Friday, May 22, 2009

Freeing us from that heavy Carbon-diet: energy generation without pollution

Opponents of the Clean Energy and Security Act have a lot on their mind today. Turning down Federal stimulus money designed to help reduce carbon emission level seems to be a ploy by some of them, to halt the engine of progress across the country. Their position is unenviable, considering the fact that they have to explain themselves out on what to do with millions of tons of pollutants pumped into the atmosphere everyday from the coal and petroleum industrial complexes in their various states.

The Legislation affectionately called the Waxman-Markey bill, making its way through the Federal House Energy and Commerce Committee, is obviously a nightmare for many opponents of the Clean Energy and Security Act. Many Coal producing States and heavy carbon emitting industrial complexes would love not to have this bill pass as it sets a new standard for them to comply with and creates a situation of accountability for the level of carbon emission in their various domains. What is probably obvious is that carbon-emitting industrial complexes around the nation have a lot to lose when the bill becomes law. Coal mining companies, power plants and utilities who have long depended on coal for generating electricity, would now have to contend with the possibility of losing money when the bill passes and is signed into law.

Who are the potential winners when Waxman-Markey Bill passes? Investors in clean energy technologies, companies using wind mills in generating electricity or energy, researchers, academics, environmentalists and politicians who have constantly drummed up the beat of lowering carbon emission standards. The groups of regional green gas initiative in the Northwest and Midwest are also potential winners not to mention many small-scale wind mills in Washington State who have been making effort to win our citizens off the carbon-diet for energy generation. Commercial-scale wind energy investors would reap from having the foresight to produce energy from less polluting alternatives.

The reality long known for three decades is that chlorofluorocarbon (CFC), a residue of carbon emission from coal and carbonated industrial processes, is gradually eating away on the ozone layer. Energy generation from coal has contributed to high levels of chlorofluorocarbon in the atmosphere, which have in turn diminished our ozone layer and contributed to the problem of global warming.

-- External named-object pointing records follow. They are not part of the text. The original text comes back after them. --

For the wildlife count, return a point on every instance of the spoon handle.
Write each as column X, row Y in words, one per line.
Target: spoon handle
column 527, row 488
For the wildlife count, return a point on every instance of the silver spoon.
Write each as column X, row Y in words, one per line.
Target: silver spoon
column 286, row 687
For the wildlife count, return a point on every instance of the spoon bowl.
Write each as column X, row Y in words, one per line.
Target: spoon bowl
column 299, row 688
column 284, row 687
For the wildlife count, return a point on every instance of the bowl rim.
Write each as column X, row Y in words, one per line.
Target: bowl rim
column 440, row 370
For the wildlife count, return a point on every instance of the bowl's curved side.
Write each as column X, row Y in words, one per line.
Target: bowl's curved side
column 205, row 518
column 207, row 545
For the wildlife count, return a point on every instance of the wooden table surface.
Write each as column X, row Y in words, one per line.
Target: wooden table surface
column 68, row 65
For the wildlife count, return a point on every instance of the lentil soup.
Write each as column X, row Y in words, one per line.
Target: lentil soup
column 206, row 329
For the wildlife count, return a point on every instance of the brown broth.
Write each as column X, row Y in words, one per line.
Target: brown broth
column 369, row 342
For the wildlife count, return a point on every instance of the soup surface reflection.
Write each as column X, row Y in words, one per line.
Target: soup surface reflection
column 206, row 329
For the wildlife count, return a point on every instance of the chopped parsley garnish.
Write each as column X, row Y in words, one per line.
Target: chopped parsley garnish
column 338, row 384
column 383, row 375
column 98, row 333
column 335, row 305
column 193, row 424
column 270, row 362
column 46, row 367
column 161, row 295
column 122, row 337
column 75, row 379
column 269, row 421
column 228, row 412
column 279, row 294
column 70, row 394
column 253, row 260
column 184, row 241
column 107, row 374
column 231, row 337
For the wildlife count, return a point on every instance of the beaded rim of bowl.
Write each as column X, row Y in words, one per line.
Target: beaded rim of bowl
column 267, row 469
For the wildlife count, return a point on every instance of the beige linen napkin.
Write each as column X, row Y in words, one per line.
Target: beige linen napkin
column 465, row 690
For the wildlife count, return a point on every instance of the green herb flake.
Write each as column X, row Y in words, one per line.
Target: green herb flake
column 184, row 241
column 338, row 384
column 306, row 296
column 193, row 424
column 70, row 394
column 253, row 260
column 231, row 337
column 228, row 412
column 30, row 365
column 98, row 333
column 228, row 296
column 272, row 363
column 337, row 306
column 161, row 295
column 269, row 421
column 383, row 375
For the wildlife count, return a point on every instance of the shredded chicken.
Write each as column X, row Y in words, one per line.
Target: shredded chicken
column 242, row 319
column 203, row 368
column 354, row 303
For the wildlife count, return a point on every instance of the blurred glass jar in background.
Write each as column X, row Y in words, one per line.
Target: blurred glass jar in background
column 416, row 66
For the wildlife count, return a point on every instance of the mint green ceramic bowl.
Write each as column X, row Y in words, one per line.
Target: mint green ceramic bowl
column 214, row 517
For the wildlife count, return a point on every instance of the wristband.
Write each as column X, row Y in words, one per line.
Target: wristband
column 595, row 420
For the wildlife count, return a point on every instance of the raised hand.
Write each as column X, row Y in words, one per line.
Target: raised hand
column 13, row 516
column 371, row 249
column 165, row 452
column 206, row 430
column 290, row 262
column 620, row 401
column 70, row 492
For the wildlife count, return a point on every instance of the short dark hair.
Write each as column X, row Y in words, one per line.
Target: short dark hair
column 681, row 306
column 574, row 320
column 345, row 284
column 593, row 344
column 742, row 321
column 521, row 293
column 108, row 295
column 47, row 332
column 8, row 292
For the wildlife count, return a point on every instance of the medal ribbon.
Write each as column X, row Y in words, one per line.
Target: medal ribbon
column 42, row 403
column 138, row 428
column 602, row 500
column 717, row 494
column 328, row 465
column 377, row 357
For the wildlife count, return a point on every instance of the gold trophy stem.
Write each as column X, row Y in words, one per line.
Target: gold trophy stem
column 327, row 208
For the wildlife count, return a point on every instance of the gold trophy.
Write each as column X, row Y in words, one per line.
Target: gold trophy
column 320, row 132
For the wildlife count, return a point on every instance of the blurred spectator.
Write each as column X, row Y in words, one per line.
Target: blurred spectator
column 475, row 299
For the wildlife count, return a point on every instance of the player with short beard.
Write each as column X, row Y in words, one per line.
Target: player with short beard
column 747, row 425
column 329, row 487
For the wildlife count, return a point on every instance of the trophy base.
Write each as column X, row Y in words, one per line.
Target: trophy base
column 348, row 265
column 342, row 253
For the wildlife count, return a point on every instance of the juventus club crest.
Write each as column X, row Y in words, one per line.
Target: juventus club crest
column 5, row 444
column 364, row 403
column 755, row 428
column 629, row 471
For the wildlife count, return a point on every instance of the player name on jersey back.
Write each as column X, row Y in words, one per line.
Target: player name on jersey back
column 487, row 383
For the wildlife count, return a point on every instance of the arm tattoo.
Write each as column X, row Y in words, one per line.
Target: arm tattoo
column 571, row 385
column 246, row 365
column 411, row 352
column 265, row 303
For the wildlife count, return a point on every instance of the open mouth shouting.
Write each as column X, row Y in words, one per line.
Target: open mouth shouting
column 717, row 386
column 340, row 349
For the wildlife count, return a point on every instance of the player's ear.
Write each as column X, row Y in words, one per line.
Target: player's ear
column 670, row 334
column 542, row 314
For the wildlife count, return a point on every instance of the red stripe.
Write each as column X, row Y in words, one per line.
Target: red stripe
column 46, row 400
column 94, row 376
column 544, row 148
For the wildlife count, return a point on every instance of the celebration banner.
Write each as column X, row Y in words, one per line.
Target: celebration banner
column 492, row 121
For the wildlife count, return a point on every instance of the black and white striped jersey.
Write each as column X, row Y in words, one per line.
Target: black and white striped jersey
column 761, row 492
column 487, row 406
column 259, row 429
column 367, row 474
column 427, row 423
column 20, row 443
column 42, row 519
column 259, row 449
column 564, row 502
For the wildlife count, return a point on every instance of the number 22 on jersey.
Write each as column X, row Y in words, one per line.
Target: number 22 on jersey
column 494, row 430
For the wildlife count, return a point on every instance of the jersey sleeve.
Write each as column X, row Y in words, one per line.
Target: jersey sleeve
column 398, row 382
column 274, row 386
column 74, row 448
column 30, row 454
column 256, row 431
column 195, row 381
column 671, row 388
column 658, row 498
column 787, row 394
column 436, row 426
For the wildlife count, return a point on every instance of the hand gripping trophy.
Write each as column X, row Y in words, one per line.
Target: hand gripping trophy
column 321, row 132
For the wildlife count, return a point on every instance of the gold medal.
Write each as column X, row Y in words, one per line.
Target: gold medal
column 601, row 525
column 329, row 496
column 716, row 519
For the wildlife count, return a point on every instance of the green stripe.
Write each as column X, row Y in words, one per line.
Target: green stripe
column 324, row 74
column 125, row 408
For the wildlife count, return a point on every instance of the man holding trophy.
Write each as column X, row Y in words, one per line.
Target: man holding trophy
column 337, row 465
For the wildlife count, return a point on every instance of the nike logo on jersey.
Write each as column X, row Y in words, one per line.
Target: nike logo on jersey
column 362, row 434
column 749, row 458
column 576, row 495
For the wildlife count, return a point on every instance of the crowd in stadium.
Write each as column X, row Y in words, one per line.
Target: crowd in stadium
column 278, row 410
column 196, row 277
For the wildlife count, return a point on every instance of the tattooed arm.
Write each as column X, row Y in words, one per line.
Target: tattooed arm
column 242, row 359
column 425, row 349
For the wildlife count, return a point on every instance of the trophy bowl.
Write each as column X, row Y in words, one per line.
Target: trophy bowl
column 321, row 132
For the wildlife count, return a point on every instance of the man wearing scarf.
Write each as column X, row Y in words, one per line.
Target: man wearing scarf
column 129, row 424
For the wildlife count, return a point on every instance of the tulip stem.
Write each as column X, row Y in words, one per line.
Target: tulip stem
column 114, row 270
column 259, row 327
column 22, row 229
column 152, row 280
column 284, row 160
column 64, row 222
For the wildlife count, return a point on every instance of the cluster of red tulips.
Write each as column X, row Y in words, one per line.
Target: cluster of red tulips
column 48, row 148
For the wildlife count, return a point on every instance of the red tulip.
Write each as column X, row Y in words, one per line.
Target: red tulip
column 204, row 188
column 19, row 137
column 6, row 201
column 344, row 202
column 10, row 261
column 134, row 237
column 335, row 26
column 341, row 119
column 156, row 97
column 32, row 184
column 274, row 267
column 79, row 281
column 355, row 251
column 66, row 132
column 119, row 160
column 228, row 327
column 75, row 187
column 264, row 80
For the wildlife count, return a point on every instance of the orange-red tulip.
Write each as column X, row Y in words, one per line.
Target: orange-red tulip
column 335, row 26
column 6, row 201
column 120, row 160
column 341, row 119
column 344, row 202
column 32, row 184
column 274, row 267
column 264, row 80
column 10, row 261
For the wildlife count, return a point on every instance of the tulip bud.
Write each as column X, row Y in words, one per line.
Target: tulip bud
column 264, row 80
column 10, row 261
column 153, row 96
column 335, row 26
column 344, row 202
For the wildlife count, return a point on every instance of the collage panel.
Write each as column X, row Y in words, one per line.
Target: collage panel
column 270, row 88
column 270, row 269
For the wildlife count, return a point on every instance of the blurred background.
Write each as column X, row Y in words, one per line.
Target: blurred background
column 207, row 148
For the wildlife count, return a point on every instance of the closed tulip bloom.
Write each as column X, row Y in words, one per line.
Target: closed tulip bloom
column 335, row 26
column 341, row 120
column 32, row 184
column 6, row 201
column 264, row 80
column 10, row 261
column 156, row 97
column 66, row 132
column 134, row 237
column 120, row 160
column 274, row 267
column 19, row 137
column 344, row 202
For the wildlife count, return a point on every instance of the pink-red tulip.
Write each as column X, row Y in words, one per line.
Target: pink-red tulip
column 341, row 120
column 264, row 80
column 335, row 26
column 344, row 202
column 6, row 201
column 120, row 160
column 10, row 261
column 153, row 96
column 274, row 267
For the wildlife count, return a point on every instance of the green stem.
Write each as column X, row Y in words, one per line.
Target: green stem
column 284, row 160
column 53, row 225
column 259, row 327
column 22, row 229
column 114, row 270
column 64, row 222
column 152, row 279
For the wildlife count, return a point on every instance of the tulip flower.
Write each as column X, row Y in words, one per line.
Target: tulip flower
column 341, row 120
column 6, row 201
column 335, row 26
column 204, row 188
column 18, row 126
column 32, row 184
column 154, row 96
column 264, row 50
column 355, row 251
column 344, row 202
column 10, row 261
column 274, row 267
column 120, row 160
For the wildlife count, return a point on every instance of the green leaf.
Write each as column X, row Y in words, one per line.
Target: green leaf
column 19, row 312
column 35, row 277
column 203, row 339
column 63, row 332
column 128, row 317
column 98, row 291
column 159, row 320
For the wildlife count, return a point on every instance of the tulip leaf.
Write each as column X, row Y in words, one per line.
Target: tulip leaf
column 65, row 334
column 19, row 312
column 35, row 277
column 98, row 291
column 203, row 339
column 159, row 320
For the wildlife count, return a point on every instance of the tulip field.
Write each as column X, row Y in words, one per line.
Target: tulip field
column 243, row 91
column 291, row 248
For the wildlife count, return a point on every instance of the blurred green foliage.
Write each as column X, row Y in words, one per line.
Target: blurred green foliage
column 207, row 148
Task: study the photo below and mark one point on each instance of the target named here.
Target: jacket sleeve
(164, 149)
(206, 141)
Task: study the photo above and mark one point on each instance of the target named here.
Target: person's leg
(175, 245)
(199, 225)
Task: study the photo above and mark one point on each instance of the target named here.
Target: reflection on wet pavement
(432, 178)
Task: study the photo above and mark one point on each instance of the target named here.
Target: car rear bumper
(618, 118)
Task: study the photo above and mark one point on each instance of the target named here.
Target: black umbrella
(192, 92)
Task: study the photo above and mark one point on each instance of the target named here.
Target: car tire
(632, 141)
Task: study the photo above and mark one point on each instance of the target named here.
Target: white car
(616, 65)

What the Clean Energy and Security Act offer, is an opportunity to reduce chlorofluorocarbon in the atmosphere, create new technologies in energy generation and green jobs. The new law is expected to facilitate renewable energy systems, including energy generated from wind, solar, biomass, geothermal and hydrogen. It is also expected to usher in a regime of energy efficiency improvements thereby lowering the cost of generating a kilowatt of energy.